Andy Murray's semi-final Australian Open loss to Novak Djokovic in January was not the customary failure British tennis is usually associated with. It has retrospectively had, as some suspected at the time, the reverse effect. Djokovic's 6-3 3-6 6-7 (4-7) 6-1 7-5 defeat of Murray in four hours 50 minutes was the harbinger for a glorious year that while bearing one painful and tearful low, was overawed by two glorious months in succession.

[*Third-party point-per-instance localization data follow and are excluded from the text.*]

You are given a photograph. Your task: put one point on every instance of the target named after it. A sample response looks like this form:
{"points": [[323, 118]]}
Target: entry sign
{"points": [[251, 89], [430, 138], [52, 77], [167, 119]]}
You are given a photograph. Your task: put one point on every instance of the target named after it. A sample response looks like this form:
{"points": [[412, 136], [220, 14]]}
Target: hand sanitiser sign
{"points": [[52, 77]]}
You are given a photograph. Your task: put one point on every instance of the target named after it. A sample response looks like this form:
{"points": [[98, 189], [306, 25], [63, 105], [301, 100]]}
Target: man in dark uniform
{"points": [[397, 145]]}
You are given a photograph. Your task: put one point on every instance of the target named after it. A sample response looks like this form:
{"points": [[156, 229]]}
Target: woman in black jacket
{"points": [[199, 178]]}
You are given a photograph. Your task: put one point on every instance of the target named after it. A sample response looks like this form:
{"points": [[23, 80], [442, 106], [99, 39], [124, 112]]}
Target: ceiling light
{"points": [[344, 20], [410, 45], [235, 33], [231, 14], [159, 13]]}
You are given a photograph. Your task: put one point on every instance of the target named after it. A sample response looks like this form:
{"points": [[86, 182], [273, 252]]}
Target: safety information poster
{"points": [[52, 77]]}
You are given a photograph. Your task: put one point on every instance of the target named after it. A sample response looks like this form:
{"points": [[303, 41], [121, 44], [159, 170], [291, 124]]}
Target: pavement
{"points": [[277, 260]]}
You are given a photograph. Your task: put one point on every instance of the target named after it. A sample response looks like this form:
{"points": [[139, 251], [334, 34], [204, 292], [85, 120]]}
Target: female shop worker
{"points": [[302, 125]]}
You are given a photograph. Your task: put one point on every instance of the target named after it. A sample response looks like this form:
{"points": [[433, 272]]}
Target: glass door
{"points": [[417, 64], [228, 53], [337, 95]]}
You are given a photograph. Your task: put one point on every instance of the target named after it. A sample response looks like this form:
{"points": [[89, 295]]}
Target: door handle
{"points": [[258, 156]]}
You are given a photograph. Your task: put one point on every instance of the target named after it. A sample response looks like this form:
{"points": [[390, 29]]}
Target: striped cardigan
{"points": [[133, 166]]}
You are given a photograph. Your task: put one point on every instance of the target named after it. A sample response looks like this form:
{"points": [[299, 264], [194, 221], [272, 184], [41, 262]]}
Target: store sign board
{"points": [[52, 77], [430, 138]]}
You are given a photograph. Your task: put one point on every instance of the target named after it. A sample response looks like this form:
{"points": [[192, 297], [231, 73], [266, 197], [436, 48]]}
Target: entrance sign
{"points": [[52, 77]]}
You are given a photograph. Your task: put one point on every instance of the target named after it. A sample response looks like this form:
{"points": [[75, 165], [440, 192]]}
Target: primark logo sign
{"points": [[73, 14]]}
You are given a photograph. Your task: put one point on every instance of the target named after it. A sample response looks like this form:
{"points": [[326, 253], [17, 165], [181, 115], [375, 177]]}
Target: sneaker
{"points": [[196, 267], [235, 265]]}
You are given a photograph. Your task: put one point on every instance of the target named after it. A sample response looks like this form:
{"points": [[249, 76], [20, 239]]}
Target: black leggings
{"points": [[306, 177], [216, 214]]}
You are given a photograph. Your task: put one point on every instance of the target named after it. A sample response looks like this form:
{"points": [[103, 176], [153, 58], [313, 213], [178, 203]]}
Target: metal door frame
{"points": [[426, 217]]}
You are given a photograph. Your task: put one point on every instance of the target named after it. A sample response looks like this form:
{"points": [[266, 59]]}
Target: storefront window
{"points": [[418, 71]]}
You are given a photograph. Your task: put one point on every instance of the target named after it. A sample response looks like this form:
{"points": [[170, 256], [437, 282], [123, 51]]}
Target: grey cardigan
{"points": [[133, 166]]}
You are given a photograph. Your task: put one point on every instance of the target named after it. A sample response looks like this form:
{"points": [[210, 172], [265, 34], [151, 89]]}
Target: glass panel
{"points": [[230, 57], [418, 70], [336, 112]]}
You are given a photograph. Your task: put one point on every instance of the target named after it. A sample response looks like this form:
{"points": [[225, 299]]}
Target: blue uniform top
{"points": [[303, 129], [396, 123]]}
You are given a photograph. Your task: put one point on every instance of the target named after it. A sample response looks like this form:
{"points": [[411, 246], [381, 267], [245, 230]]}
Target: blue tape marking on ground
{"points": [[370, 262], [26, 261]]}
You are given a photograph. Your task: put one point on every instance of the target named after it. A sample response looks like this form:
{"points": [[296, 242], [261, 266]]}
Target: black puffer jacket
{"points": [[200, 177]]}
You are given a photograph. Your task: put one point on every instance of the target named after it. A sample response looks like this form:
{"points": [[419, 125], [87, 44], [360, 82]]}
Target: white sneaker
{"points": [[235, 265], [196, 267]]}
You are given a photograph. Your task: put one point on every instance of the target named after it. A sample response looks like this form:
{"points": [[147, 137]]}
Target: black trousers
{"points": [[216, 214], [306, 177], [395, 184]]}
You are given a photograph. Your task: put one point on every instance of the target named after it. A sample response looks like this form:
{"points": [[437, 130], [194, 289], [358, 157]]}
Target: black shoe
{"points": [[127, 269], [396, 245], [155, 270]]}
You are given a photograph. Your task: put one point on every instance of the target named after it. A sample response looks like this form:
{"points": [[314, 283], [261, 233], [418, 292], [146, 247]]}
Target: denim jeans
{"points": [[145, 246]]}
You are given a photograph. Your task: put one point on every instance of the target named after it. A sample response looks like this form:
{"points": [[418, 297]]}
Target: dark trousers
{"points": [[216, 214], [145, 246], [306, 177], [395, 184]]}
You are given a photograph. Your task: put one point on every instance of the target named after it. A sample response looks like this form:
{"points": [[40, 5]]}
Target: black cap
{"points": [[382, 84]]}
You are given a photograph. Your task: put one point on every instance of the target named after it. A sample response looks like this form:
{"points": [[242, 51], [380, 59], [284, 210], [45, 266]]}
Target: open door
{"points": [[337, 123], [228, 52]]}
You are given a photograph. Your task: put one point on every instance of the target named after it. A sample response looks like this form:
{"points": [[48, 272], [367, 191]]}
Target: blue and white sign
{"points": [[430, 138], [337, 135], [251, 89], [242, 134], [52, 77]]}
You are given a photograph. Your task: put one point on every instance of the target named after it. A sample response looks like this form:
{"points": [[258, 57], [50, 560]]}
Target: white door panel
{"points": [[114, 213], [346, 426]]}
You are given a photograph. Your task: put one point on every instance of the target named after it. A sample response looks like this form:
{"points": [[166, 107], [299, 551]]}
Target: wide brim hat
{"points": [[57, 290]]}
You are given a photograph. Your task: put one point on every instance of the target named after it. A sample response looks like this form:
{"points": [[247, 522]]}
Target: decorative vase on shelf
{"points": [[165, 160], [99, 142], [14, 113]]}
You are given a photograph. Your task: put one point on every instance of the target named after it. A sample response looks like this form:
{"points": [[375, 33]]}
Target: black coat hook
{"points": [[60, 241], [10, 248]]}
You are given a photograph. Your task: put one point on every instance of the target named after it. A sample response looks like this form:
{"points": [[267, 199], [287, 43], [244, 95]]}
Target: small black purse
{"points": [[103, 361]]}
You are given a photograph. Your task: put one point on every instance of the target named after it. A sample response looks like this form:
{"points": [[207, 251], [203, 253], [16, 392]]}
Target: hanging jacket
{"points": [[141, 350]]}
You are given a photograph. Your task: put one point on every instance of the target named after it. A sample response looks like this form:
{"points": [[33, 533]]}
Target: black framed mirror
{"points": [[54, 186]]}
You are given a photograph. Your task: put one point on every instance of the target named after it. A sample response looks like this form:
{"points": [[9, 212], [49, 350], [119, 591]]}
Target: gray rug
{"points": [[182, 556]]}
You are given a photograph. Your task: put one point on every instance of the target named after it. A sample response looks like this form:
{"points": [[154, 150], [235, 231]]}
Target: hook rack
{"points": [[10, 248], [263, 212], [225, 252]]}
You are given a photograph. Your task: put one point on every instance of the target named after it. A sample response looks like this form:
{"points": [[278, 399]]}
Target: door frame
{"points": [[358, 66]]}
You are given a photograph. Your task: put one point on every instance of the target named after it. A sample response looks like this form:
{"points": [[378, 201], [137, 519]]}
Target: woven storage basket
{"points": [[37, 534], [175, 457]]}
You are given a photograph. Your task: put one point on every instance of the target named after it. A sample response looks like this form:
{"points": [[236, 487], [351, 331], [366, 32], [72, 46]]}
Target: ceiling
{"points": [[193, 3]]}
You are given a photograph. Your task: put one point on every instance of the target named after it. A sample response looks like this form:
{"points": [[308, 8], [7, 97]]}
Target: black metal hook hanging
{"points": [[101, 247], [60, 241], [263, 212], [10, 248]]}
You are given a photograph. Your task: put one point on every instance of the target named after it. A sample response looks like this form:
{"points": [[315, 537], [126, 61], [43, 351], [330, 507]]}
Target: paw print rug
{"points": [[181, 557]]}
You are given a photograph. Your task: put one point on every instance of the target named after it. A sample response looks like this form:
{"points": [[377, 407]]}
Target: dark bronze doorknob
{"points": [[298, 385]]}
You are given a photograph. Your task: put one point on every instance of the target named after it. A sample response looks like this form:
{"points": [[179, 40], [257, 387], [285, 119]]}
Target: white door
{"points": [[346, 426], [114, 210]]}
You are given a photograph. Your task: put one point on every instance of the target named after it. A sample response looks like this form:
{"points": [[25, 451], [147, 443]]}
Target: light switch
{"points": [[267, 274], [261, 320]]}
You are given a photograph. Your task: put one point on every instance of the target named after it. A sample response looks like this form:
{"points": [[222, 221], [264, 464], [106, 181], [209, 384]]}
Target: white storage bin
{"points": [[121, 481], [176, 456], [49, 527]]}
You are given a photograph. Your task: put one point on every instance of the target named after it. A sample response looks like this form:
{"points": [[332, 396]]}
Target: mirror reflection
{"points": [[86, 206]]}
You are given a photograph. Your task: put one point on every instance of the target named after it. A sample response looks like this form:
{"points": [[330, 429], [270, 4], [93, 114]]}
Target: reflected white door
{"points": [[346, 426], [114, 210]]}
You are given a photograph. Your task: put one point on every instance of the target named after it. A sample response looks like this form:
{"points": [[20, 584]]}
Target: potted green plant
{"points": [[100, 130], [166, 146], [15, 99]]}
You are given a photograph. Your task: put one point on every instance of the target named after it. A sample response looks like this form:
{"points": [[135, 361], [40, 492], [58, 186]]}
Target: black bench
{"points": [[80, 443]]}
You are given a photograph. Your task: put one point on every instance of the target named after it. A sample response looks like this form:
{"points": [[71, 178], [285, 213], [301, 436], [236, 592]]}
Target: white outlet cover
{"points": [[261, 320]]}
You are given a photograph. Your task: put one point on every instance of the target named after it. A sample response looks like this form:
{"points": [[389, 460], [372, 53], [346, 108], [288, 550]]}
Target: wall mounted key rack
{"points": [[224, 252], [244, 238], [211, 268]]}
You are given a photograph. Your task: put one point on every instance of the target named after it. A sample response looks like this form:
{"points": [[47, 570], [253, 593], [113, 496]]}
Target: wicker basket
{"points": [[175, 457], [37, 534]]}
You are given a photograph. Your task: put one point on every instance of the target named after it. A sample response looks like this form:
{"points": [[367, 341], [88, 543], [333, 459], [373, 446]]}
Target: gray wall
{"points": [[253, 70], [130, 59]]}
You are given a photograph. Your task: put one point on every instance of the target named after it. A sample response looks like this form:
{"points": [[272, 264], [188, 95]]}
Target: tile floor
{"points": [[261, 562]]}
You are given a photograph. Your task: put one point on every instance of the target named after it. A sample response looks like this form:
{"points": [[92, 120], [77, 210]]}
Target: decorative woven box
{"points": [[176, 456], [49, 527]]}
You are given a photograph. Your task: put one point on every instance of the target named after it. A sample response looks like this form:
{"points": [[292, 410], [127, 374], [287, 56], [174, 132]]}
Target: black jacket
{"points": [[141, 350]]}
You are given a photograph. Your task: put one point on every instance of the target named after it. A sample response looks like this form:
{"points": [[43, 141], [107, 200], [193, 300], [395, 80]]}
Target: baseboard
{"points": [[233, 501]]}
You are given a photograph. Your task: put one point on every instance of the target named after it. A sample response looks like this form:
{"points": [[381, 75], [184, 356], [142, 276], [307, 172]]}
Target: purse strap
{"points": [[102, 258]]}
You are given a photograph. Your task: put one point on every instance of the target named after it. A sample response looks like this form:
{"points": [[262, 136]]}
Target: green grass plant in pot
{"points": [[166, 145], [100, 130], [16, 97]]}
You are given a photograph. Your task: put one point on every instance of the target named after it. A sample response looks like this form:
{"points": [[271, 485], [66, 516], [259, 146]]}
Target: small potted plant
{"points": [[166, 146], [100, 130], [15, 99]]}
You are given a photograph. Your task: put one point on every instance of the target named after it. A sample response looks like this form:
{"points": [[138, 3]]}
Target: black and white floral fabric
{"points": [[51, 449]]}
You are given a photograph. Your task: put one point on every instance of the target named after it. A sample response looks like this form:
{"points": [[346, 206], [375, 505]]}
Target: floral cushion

Skipping past his French Open quarter-final defeat to David Ferrer on 6 June, the following month Murray became the first Briton to reach the men's singles final at Wimbledon since Bunny Austin in 1938. He was also bidding to become the first British winner of the Championships since Fred Perry beat Gottfried von Cramm in 1936. Fifteen prime ministers had occupied office at 10 Downing Street in the 76 years that had elapsed and the fascination at Murray's milestone was endemic nationwide. Accustomed to Tim Henman punching above his weight only to disappoint at the final four stage four times, the frustration was equalled by expectation because Murray warranted the hype. It was his fourth Grand Slam final.
But the romanticists were to be left disappointed by the immaculate Roger Federer, who won in four (that number again) sets after Murray's tour de force opener. The Centre Court had never been so subdued when a winning point had been confirmed and Murray, who turned 25 in May, cried as he struggled to address the his fans. Some cried with him.
Four weeks on at the same venue, tears of joy replaced tears of sadness. Murray overwhelmed Federer in straight sets in the London 2012 Olympics men's final. He even sang a few lines of God Save the Queen with a wry smile. Although it wasn't redemption, it exorcised the ghosts of that rain-drenched July day as the August sun shone on the Dunblane hero to illuminate him like an angel.
Grand Slam status would have to wait until September and the US Open final, four years on from when he was helpless against the Federer juggernaut in his first major final at Flushing Meadows. It ended where it had started; against Djokovic in another five set marathon as day gave way to night and Brits stayed up until the wee hours of 11 September. Murray emulated Perry's 1936 New York achievement, winning 7-6 (12-10) 7-5 2-6 3-6 6-2 in four hours 54 minutes in the Arthur Ashe Stadium, just four minutes more than his Australian Open loss in the first month of 2012. It's only a matter of time until he gets his own clothes label.